El Carrusel es (era) mi telón de fondo durante las generalmente aburridas tardes de domingo. Y la verdad es que se hacían largos los meses de verano en los que el fútbol se iba de vacaciones. No sigo el fútbol con especial interés, pero el Carrusel era todo menos fútbol. Era una forma única de hacer radio.

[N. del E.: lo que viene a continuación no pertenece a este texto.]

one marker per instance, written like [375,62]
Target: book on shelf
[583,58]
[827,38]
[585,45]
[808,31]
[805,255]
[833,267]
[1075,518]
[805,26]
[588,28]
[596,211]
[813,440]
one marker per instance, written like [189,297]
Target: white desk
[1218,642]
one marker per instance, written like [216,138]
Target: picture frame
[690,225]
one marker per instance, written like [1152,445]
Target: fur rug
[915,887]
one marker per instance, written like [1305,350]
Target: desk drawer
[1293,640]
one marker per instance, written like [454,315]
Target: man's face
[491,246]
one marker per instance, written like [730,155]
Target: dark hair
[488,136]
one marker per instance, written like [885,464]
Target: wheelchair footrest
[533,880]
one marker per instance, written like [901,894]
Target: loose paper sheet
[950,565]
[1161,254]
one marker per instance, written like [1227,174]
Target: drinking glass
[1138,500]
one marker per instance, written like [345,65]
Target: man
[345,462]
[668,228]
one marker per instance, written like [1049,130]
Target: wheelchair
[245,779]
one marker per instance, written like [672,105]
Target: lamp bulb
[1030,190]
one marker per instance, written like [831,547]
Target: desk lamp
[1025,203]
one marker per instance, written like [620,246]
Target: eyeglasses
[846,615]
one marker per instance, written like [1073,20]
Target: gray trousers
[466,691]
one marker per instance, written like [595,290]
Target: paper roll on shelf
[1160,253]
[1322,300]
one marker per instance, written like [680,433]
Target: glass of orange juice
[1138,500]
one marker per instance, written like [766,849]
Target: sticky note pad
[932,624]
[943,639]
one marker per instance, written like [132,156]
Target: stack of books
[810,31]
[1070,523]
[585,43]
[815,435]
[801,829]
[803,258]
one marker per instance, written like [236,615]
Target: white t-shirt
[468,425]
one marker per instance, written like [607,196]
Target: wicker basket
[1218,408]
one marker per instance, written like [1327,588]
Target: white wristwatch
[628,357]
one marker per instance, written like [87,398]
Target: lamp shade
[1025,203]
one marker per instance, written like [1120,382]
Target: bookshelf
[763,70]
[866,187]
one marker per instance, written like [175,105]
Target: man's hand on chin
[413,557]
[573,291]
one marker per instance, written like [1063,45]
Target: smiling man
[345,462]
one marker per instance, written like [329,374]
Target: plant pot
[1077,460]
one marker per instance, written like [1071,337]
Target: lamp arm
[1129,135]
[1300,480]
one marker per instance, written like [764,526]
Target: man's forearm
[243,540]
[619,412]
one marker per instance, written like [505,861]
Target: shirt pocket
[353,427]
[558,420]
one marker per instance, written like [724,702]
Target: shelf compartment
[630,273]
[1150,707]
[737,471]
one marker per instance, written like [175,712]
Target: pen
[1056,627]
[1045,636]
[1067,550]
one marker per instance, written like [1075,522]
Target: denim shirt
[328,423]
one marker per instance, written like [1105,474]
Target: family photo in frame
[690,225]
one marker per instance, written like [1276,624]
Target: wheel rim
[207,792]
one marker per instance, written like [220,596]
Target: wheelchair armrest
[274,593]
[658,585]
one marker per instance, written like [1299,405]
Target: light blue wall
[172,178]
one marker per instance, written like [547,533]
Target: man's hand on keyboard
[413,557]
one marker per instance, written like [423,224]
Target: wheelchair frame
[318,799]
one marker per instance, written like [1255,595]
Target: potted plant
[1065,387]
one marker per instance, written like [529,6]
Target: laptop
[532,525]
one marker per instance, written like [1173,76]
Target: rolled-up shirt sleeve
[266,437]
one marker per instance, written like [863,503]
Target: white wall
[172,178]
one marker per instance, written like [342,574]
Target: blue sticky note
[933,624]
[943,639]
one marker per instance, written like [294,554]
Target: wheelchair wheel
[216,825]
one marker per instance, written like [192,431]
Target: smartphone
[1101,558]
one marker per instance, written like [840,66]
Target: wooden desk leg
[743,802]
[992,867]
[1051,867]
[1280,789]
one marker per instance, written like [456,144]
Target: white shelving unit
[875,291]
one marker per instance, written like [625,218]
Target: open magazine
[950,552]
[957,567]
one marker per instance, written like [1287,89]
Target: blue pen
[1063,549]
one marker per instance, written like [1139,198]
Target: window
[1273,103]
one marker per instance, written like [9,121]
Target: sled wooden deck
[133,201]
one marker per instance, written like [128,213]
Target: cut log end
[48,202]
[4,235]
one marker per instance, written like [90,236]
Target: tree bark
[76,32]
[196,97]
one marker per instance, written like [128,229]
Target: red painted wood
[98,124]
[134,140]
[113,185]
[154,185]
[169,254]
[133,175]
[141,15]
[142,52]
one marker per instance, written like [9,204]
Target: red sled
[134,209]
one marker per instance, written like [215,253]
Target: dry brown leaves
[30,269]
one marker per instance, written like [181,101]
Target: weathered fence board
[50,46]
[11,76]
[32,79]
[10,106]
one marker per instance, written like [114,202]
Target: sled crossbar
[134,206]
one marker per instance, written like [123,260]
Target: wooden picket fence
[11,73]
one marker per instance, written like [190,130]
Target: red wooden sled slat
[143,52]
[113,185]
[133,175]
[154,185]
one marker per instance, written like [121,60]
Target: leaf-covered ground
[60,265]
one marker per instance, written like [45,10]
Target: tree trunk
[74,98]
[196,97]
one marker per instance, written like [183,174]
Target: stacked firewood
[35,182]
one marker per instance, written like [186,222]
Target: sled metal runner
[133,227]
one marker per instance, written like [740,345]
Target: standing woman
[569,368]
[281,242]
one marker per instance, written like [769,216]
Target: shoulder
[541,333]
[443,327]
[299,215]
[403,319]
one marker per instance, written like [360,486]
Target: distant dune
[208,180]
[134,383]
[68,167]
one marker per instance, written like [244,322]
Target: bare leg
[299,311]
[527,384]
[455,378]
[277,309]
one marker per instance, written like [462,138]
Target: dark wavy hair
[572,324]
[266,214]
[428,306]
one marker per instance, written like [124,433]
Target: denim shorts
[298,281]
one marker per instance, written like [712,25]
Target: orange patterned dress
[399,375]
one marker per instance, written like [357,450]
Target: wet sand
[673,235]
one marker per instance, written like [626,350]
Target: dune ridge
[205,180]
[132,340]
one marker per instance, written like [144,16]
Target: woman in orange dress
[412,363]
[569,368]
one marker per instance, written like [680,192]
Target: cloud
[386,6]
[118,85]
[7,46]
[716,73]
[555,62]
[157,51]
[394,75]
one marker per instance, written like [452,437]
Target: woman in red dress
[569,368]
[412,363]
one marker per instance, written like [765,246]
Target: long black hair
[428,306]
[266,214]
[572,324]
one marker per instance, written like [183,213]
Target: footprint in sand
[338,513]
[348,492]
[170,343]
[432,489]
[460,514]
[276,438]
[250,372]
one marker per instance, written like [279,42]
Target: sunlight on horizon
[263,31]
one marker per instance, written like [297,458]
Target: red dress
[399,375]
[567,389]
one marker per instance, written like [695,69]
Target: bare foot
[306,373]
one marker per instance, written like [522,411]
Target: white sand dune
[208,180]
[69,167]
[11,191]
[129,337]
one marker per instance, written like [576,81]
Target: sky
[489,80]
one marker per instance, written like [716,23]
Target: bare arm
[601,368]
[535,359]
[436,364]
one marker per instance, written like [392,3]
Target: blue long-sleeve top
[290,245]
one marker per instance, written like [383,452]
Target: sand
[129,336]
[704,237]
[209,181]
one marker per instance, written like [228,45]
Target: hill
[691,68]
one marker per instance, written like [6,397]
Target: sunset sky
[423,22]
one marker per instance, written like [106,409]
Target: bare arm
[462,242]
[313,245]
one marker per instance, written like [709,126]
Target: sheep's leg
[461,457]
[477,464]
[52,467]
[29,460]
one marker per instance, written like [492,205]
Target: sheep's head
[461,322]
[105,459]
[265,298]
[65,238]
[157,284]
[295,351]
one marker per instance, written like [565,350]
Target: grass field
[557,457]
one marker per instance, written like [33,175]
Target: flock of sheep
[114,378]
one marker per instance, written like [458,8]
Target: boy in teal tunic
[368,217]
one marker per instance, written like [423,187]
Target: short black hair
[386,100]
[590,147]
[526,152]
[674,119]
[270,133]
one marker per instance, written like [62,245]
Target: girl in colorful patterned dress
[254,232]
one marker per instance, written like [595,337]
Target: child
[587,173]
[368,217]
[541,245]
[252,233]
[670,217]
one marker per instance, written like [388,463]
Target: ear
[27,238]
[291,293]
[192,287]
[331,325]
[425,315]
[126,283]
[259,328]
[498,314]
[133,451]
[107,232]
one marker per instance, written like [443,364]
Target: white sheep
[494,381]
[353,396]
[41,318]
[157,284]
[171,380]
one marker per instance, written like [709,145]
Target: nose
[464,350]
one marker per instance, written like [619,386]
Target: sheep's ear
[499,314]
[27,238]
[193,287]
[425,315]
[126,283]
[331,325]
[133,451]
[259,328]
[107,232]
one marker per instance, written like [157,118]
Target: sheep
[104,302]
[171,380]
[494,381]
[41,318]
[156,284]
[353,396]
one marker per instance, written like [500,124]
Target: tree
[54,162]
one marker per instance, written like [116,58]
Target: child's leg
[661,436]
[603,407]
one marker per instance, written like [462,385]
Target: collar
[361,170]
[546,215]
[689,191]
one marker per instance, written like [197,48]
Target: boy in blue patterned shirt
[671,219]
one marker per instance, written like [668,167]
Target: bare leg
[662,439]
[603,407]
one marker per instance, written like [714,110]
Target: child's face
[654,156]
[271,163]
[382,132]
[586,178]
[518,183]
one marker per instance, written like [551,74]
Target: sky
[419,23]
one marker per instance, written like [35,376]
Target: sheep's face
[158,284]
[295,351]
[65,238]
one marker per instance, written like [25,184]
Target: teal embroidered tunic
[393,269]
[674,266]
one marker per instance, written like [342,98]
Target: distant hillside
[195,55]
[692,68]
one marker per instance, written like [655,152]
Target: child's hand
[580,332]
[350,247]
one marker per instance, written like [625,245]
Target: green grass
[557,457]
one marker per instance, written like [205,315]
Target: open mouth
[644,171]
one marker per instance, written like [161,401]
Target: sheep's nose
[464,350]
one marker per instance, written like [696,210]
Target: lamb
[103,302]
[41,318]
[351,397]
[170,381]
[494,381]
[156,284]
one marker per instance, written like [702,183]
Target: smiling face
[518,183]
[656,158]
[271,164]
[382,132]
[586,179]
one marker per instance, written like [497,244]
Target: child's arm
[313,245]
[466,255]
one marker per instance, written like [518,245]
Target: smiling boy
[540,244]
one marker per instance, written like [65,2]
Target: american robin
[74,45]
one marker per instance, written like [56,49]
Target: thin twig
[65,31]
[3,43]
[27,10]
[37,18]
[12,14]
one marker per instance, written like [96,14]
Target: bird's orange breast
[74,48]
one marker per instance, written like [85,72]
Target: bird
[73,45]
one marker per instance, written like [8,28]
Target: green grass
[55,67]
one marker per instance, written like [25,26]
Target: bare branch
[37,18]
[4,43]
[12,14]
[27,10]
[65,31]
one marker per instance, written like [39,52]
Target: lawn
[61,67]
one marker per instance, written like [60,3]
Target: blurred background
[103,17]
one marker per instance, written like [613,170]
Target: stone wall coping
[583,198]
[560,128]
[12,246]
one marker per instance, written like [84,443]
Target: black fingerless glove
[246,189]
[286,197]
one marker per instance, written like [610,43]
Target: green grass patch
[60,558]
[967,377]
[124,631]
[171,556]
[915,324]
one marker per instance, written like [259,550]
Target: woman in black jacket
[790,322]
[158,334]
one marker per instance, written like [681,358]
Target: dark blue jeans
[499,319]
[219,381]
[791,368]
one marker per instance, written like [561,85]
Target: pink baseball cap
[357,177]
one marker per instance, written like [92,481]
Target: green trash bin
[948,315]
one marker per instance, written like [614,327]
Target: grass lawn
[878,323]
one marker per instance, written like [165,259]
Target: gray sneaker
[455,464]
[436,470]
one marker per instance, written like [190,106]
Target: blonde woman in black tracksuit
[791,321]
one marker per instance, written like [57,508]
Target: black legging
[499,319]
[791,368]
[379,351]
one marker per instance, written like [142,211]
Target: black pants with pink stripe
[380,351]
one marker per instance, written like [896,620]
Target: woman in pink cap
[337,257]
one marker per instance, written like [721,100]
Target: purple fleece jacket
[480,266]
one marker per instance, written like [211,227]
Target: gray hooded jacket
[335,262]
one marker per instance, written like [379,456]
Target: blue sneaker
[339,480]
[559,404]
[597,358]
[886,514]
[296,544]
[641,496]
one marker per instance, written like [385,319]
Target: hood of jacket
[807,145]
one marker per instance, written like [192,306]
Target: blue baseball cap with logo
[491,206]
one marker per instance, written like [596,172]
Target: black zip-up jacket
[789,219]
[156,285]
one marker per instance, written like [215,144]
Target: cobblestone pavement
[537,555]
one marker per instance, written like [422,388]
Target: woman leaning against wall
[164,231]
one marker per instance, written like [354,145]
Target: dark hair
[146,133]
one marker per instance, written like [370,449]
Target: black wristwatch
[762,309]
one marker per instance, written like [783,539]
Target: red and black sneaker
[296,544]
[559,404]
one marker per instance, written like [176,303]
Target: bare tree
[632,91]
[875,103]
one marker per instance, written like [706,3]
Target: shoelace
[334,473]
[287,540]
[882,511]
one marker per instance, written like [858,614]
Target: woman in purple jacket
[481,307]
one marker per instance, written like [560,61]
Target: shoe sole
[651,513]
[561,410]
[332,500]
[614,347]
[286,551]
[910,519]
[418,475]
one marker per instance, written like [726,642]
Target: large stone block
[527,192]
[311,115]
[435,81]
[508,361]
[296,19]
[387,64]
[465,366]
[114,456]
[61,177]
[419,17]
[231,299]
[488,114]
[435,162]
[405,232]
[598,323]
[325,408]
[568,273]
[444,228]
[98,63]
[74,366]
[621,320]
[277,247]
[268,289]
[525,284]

Era humor con el toque justo de mala leche. Y para mí, particularmente, durante estos casi dos años (interrumpidos) en Grecia, ha sido una forma de sentirme como en casa. Escuchando a Pepe Domingo Castaño gritar “¡Hola, hola!” a cualquiera se le pasa la morriña aunque sea por un rato.
Sin embargo hace un par de meses, la Cadena SER decidió echar al director de orquesta, Paco González. Quizá pensaron que una sola pieza es remplazable. Pero igual que en un coche no es lo mismo quedarse sin retrovisor que sin correa de distribución, no es lo mismo prescindir del director que de cualquier colaborador. Sin retrovisor es más complicado conducir, pero es que sin la correa, el coche no anda.